CRICKETER Shahid Afridi seems to have ruffled quite a few feathers since the release of his autobiography. Colourful, confrontational and anything but politically correct, the book mirrors his career in a way, and it continues to make headlines.
In fact, a new controversy has erupted over his remarks about not permitting his daughters to play outdoor sports.
“The feminists can say what they want; as a conservative Pakistani father, I’ve made my decision,” he stated.
This assertion from the former captain of the Pakistan cricket team is not exactly surprising or out of character.
In the past, he has made similar remarks, in response to a question about his thoughts on women playing cricket in Peshawar.
He ‘joked’ that Pakistani women are great cooks, implying that they belong in the kitchen, not in the cricket field.
As a public figure and a sportsman admired by millions, Afridi is a role model.
When he makes such flippant, derisive and patronising remarks, they are many who give credence to them.
Since the recent backlash, Afridi has defended himself by saying that he has the right to his personal life and decisions.
Everyone has the right to their views, but such regressive opinions should also continue to be challenged when publicly stated.
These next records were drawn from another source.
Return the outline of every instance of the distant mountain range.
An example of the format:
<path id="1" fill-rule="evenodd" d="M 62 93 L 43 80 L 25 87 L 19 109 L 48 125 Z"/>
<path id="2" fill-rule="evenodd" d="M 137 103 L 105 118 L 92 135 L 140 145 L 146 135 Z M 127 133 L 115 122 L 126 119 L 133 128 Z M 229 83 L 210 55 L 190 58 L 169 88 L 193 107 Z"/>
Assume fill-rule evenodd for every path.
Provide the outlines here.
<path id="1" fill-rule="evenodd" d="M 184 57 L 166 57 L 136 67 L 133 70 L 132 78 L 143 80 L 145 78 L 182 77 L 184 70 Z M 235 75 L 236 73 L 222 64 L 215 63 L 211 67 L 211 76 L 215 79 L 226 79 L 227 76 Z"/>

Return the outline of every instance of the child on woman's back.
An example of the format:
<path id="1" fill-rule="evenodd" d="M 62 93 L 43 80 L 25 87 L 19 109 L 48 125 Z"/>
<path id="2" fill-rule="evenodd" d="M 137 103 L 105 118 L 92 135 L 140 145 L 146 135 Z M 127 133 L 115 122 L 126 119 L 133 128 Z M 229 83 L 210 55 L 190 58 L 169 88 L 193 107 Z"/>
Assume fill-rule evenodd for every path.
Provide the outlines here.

Even if such beliefs are held by many ‘conservative’ or ‘traditional’ Pakistani parents under the guise of ‘cultural values’ or out of a paternalistic concern for girls’ safety that infantilises them well into adulthood, it is important to remember that cultures are not static.
They evolve with time, and this is true in every part of the world.
There is a reason why it is mostly men who are the ‘stars’ in history books, while the names of women disappear into the annals.
For many, women can only be accepted in society as long as they maintain supporting roles — in the background, or entirely invisible, helping men achieve their potential, while having their own dreams crushed.